Em 23 de março de 1973, após um dia e meio de tortura, Vannucchi foi encontrado morto no x-zero – cela forte, totalmente escura, onde ficava detido nos intervalos do suplício. A falácia, portanto, começa no registro da data. Não foi preso, tampouco assassinado na dia indicado. Tratava-se do 17 de março, sábado, quando Vannucchi padeceu no cárcere e deu início à série de mentiras patrocinadas pelo exército.

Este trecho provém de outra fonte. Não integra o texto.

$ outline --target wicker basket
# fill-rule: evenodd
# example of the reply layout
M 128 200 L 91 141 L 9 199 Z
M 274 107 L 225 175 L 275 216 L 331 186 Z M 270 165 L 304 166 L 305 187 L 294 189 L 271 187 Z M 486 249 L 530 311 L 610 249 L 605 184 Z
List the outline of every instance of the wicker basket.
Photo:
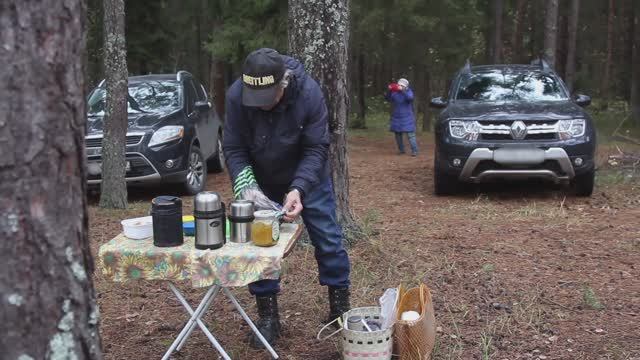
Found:
M 342 332 L 342 357 L 345 360 L 389 360 L 393 350 L 393 327 L 378 331 L 354 331 L 345 329 L 343 324 L 351 316 L 360 316 L 363 319 L 380 320 L 380 307 L 360 307 L 347 311 L 342 318 L 328 323 L 318 333 L 318 340 L 326 340 L 339 332 Z M 334 322 L 340 324 L 340 329 L 332 334 L 322 337 L 322 333 Z
M 436 340 L 435 316 L 431 292 L 425 284 L 401 291 L 398 318 L 404 311 L 420 314 L 417 320 L 395 323 L 395 345 L 400 360 L 428 360 Z

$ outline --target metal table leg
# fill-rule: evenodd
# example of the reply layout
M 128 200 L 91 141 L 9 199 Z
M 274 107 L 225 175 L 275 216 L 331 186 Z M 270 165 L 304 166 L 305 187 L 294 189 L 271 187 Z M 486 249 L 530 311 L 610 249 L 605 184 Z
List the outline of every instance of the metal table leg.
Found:
M 187 333 L 190 334 L 191 332 L 190 330 L 192 330 L 191 327 L 194 323 L 197 323 L 197 325 L 205 333 L 207 338 L 209 338 L 209 341 L 211 341 L 211 344 L 213 344 L 216 350 L 218 350 L 220 355 L 222 355 L 222 357 L 225 360 L 231 360 L 231 358 L 224 351 L 222 346 L 220 346 L 216 338 L 211 334 L 209 329 L 207 329 L 207 327 L 204 325 L 202 320 L 200 320 L 200 317 L 202 317 L 202 315 L 204 314 L 204 310 L 207 307 L 207 304 L 209 305 L 211 304 L 211 301 L 210 301 L 212 300 L 211 298 L 218 293 L 218 291 L 220 290 L 220 287 L 219 286 L 211 287 L 209 291 L 207 291 L 207 293 L 205 294 L 204 298 L 202 298 L 202 301 L 200 301 L 200 304 L 198 305 L 195 311 L 191 309 L 191 306 L 189 306 L 189 303 L 187 303 L 184 296 L 182 296 L 180 291 L 178 291 L 178 289 L 172 283 L 169 283 L 169 288 L 176 295 L 176 297 L 178 298 L 182 306 L 184 306 L 184 308 L 189 312 L 189 314 L 191 315 L 191 318 L 189 318 L 189 321 L 184 326 L 184 328 L 182 329 L 178 337 L 173 341 L 173 343 L 171 344 L 171 347 L 169 347 L 169 350 L 167 350 L 167 352 L 164 354 L 164 356 L 162 357 L 162 360 L 169 359 L 169 356 L 171 356 L 171 354 L 178 347 L 178 345 L 181 342 L 183 342 L 183 339 L 186 339 L 186 337 L 188 336 Z
M 213 302 L 213 300 L 216 298 L 216 296 L 218 295 L 220 290 L 220 287 L 218 286 L 218 289 L 215 291 L 215 293 L 213 294 L 213 296 L 211 296 L 209 298 L 209 301 L 207 301 L 207 304 L 204 306 L 204 309 L 202 309 L 202 314 L 204 316 L 204 314 L 207 313 L 207 311 L 209 310 L 209 307 L 211 307 L 211 303 Z M 189 303 L 187 303 L 186 299 L 184 299 L 184 297 L 182 297 L 182 294 L 180 293 L 176 293 L 174 292 L 174 294 L 176 295 L 176 297 L 178 298 L 178 300 L 182 303 L 182 306 L 184 306 L 185 308 L 191 309 L 191 306 L 189 306 Z M 180 343 L 178 344 L 178 347 L 176 348 L 176 351 L 180 351 L 182 349 L 182 347 L 184 346 L 184 344 L 187 342 L 187 338 L 191 335 L 191 333 L 193 332 L 193 329 L 196 328 L 196 325 L 198 325 L 197 322 L 194 322 L 191 324 L 191 327 L 189 328 L 189 331 L 187 331 L 186 335 L 182 337 L 182 340 L 180 341 Z
M 262 336 L 260 331 L 258 331 L 258 328 L 253 324 L 253 321 L 251 321 L 251 319 L 249 318 L 247 313 L 244 311 L 242 306 L 240 306 L 240 304 L 238 303 L 238 300 L 236 300 L 236 298 L 233 296 L 233 294 L 231 294 L 231 291 L 229 291 L 229 289 L 227 289 L 225 287 L 222 288 L 222 291 L 231 300 L 231 302 L 233 303 L 233 306 L 236 307 L 236 309 L 238 310 L 238 312 L 240 313 L 240 315 L 242 316 L 244 321 L 247 322 L 249 327 L 251 327 L 251 330 L 253 330 L 253 333 L 256 334 L 258 339 L 260 339 L 260 342 L 262 342 L 262 344 L 267 348 L 267 350 L 269 350 L 269 352 L 271 353 L 271 356 L 274 359 L 278 359 L 279 357 L 278 357 L 278 354 L 276 353 L 276 351 L 273 350 L 273 348 L 271 347 L 271 344 L 269 344 L 269 342 L 267 342 L 267 340 L 264 338 L 264 336 Z

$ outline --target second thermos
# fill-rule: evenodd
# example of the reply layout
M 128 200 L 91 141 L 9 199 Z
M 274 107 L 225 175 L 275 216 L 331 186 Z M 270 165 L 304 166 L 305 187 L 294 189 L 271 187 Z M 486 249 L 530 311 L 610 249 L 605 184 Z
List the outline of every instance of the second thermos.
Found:
M 253 208 L 253 201 L 250 200 L 236 200 L 229 205 L 229 224 L 231 227 L 229 241 L 234 243 L 251 242 Z

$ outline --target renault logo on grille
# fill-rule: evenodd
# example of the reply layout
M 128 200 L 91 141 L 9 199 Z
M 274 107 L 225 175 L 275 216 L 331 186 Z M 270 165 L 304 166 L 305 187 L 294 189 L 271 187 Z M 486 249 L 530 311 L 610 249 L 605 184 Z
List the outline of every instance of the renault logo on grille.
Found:
M 522 121 L 514 121 L 511 125 L 511 137 L 515 140 L 522 140 L 527 136 L 527 125 Z

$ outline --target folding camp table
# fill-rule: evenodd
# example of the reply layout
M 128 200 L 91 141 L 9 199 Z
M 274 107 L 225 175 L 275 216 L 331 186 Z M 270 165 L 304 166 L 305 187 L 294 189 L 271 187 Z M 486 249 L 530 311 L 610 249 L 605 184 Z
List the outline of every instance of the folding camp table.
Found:
M 204 332 L 224 359 L 230 359 L 202 321 L 220 293 L 231 300 L 271 356 L 278 359 L 278 354 L 260 334 L 229 288 L 246 286 L 262 279 L 279 278 L 282 259 L 291 252 L 301 233 L 302 225 L 283 224 L 280 240 L 275 246 L 263 248 L 250 243 L 227 243 L 217 250 L 197 250 L 193 237 L 187 236 L 181 246 L 159 248 L 153 245 L 151 238 L 133 240 L 120 234 L 100 247 L 98 258 L 107 280 L 126 282 L 144 279 L 167 282 L 171 292 L 190 315 L 186 325 L 164 354 L 163 360 L 168 359 L 174 351 L 180 351 L 196 327 Z M 209 288 L 195 310 L 175 285 L 183 281 L 190 281 L 192 287 Z

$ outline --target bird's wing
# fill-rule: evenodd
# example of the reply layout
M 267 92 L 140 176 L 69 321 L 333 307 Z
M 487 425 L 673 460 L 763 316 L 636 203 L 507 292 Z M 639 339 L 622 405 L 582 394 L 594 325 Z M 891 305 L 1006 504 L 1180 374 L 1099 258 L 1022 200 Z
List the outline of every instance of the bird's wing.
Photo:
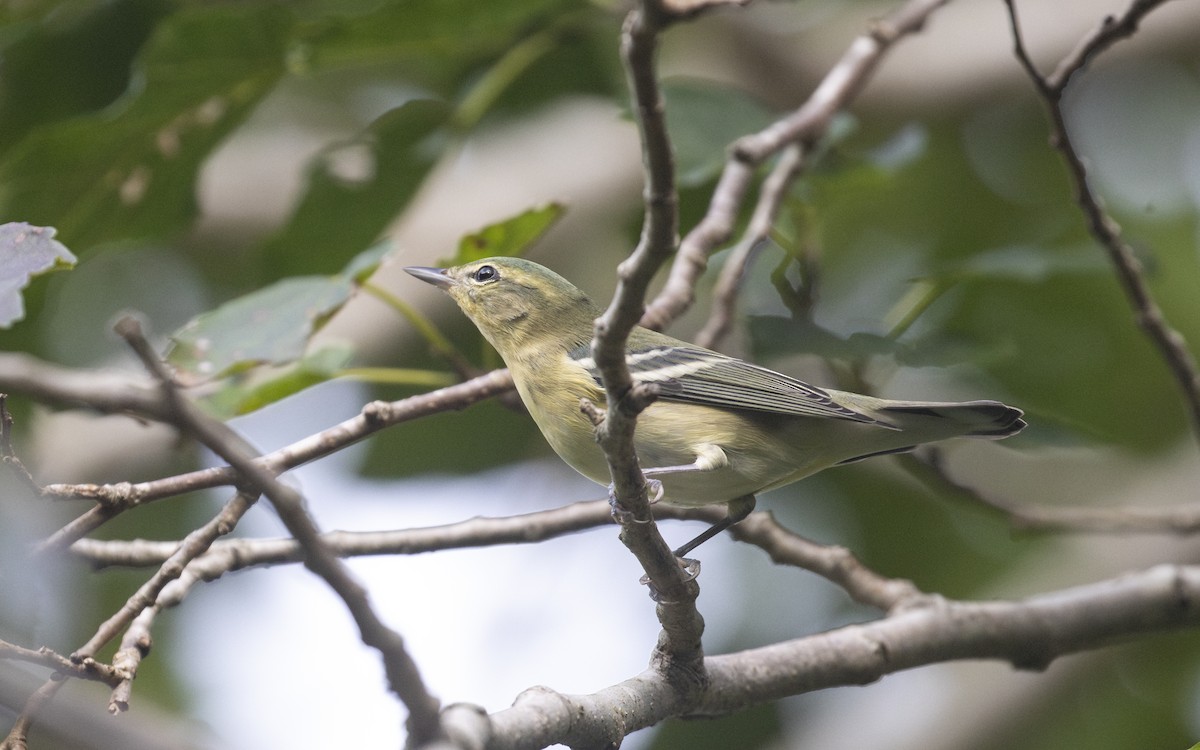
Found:
M 599 385 L 600 371 L 590 352 L 581 349 L 573 354 Z M 837 403 L 820 388 L 700 347 L 656 345 L 633 349 L 627 362 L 635 382 L 656 384 L 659 398 L 668 401 L 768 414 L 880 422 Z

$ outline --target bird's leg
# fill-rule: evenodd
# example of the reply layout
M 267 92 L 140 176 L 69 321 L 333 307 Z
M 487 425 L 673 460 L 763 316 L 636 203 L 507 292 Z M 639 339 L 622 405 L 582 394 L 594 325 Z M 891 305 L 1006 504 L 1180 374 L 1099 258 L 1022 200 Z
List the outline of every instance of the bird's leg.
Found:
M 663 474 L 680 474 L 685 471 L 712 471 L 729 464 L 729 457 L 717 445 L 701 445 L 696 449 L 696 460 L 680 466 L 657 466 L 643 469 L 642 476 L 646 478 L 646 487 L 650 490 L 650 504 L 653 505 L 663 496 L 663 483 L 654 477 Z M 617 502 L 617 490 L 612 484 L 608 485 L 608 504 L 612 507 L 612 516 L 618 523 L 632 521 L 629 511 Z
M 680 474 L 687 471 L 713 471 L 714 469 L 720 469 L 728 465 L 729 457 L 725 455 L 725 451 L 721 450 L 721 447 L 718 445 L 708 444 L 699 446 L 697 448 L 696 460 L 690 464 L 683 464 L 681 466 L 659 466 L 653 469 L 646 469 L 642 473 L 646 475 L 646 477 L 655 477 L 662 476 L 664 474 Z M 684 544 L 682 547 L 675 550 L 675 556 L 686 561 L 687 553 L 696 549 L 704 542 L 707 542 L 709 539 L 712 539 L 717 534 L 720 534 L 725 529 L 728 529 L 730 526 L 750 515 L 750 512 L 754 510 L 754 502 L 754 495 L 745 495 L 743 497 L 730 500 L 726 504 L 729 509 L 729 512 L 726 514 L 726 516 L 705 529 L 704 532 L 695 539 L 692 539 L 687 544 Z
M 717 521 L 712 526 L 709 526 L 704 531 L 700 532 L 696 538 L 684 544 L 679 549 L 675 550 L 675 556 L 681 559 L 687 559 L 687 553 L 704 544 L 709 539 L 712 539 L 717 534 L 720 534 L 725 529 L 734 525 L 746 516 L 750 515 L 750 511 L 754 510 L 754 495 L 743 495 L 726 503 L 728 511 L 725 517 Z
M 721 469 L 728 465 L 729 456 L 725 455 L 725 451 L 721 450 L 721 446 L 706 443 L 696 448 L 696 460 L 690 464 L 656 466 L 651 469 L 643 469 L 642 475 L 649 478 L 662 476 L 663 474 L 682 474 L 686 471 L 712 471 L 713 469 Z

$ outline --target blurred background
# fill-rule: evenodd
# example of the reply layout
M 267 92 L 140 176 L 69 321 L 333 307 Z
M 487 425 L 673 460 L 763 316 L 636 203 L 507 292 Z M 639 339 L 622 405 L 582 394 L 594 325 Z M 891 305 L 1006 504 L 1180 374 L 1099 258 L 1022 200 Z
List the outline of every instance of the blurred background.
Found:
M 894 7 L 760 1 L 667 33 L 660 70 L 684 231 L 706 209 L 728 143 L 802 103 Z M 1031 52 L 1050 70 L 1124 4 L 1019 7 Z M 436 265 L 463 235 L 557 202 L 561 220 L 527 254 L 607 301 L 641 221 L 639 146 L 617 57 L 625 9 L 566 0 L 5 4 L 0 221 L 56 227 L 79 264 L 31 286 L 26 319 L 0 332 L 0 349 L 136 373 L 109 333 L 119 312 L 139 311 L 166 350 L 195 316 L 283 279 L 335 278 L 382 241 L 388 255 L 371 283 L 384 294 L 349 296 L 306 340 L 306 354 L 332 359 L 232 373 L 197 395 L 226 414 L 272 402 L 234 422 L 271 450 L 371 399 L 427 390 L 411 373 L 365 369 L 447 371 L 388 295 L 429 316 L 473 363 L 494 366 L 452 304 L 398 269 Z M 1196 2 L 1167 3 L 1066 98 L 1094 188 L 1193 351 L 1198 33 Z M 1020 406 L 1031 427 L 1018 438 L 946 449 L 950 474 L 989 496 L 1039 506 L 1195 502 L 1200 454 L 1177 388 L 1085 231 L 1011 48 L 999 0 L 950 3 L 899 43 L 797 183 L 722 346 L 817 384 Z M 714 275 L 673 334 L 703 324 Z M 264 382 L 274 395 L 257 402 L 222 397 L 261 395 L 254 388 Z M 10 407 L 19 452 L 43 483 L 139 481 L 212 460 L 134 420 L 19 394 Z M 452 523 L 604 493 L 559 462 L 525 415 L 495 402 L 387 430 L 289 476 L 328 529 Z M 30 567 L 32 541 L 83 508 L 0 490 L 0 638 L 69 652 L 148 571 L 93 573 L 71 559 Z M 96 536 L 179 538 L 224 499 L 158 503 Z M 1188 537 L 1015 533 L 891 459 L 831 470 L 760 507 L 885 575 L 954 598 L 1020 597 L 1200 557 Z M 695 531 L 663 525 L 672 543 Z M 281 533 L 265 506 L 238 529 Z M 725 538 L 702 558 L 709 653 L 877 616 Z M 643 669 L 657 635 L 636 563 L 611 528 L 351 565 L 446 703 L 499 710 L 537 684 L 593 692 Z M 33 745 L 402 741 L 403 712 L 376 654 L 341 603 L 295 566 L 203 585 L 159 618 L 154 635 L 127 715 L 105 713 L 103 687 L 73 683 L 38 722 Z M 0 662 L 0 729 L 44 676 Z M 1063 658 L 1038 674 L 998 663 L 929 667 L 668 722 L 627 746 L 1105 750 L 1198 739 L 1200 634 L 1184 632 Z

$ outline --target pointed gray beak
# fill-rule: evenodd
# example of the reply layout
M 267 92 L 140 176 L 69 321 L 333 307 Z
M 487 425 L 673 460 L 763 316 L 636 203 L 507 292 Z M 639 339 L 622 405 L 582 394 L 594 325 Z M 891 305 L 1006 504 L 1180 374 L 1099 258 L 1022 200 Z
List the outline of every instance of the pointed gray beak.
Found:
M 425 266 L 406 266 L 405 271 L 416 276 L 421 281 L 428 284 L 433 284 L 442 289 L 449 289 L 454 286 L 454 279 L 446 275 L 445 268 L 426 268 Z

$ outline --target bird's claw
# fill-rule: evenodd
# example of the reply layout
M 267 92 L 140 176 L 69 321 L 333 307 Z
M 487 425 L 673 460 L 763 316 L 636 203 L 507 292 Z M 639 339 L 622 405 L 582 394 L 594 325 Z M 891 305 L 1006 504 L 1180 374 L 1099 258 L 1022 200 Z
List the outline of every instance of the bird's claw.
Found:
M 637 517 L 633 511 L 626 510 L 625 506 L 617 500 L 617 489 L 613 485 L 608 485 L 608 507 L 612 514 L 613 520 L 625 526 L 631 523 L 650 523 L 650 519 L 641 519 Z
M 700 575 L 700 561 L 694 560 L 689 557 L 677 557 L 675 559 L 679 561 L 679 567 L 681 567 L 683 569 L 683 574 L 684 574 L 683 580 L 684 581 L 696 580 L 696 576 Z M 647 589 L 649 589 L 650 598 L 653 599 L 658 604 L 670 604 L 670 602 L 667 602 L 662 598 L 662 592 L 660 592 L 658 590 L 658 588 L 654 585 L 654 582 L 650 580 L 649 575 L 643 575 L 641 578 L 638 579 L 638 583 L 642 584 Z
M 650 498 L 649 502 L 651 505 L 654 505 L 659 500 L 662 500 L 664 494 L 662 481 L 646 477 L 646 494 Z

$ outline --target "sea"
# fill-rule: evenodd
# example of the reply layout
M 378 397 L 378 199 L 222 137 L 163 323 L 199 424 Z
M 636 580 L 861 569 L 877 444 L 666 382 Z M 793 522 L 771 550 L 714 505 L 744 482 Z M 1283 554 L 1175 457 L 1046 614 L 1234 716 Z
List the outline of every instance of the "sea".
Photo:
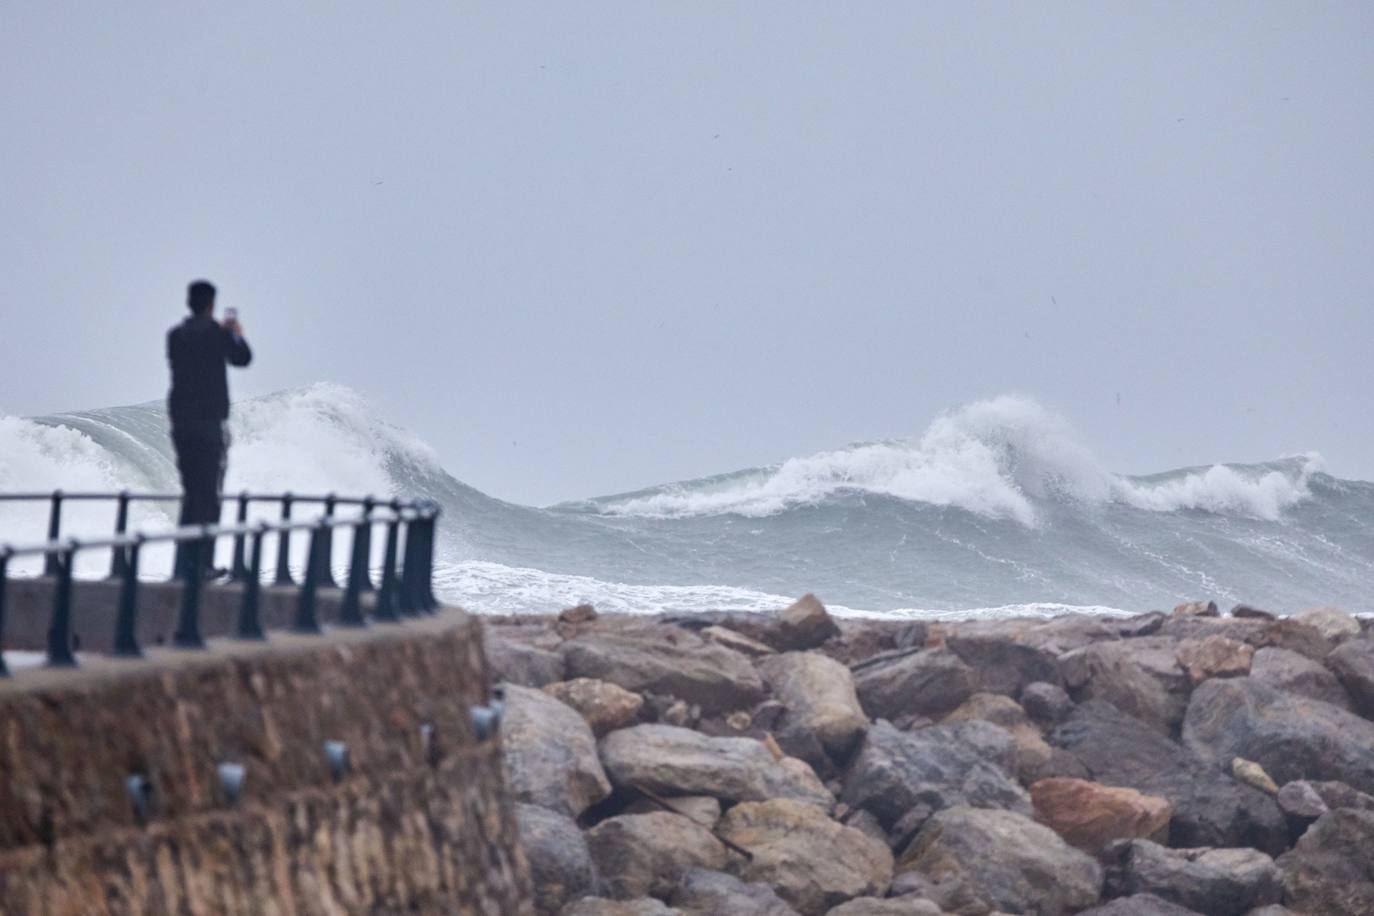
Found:
M 226 492 L 437 501 L 435 590 L 481 613 L 581 602 L 767 611 L 807 592 L 839 614 L 901 618 L 1136 613 L 1194 599 L 1374 611 L 1374 483 L 1326 473 L 1316 453 L 1117 474 L 1020 396 L 952 407 L 919 435 L 545 507 L 467 485 L 336 384 L 240 401 L 231 430 Z M 0 416 L 0 492 L 58 487 L 175 491 L 162 404 Z M 0 503 L 0 543 L 41 541 L 46 512 Z M 132 523 L 173 520 L 170 507 L 139 504 Z M 108 503 L 64 510 L 64 534 L 112 523 Z M 336 544 L 340 574 L 346 552 Z M 165 554 L 152 551 L 145 573 L 165 575 Z M 87 555 L 78 574 L 108 562 Z M 36 565 L 16 559 L 13 572 Z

O professor de jornalismo da Cásper Líbero e primo de segundo grau de Alexandre, Camilo Vannuchi, conta como, em um primeiro momento, os policiais divulgaram aos presos políticos a versão do estudante ter se matado com uma lâmina de barbear. Durou poucos dias. Em 23 de março, data “oficial” da morte, os órgãos de segurança veicularam o óbito como decorrência de um atropelamento. Supostamente, Vannucchi teria corrido da polícia e, na fuga, batido de frente com um caminhão.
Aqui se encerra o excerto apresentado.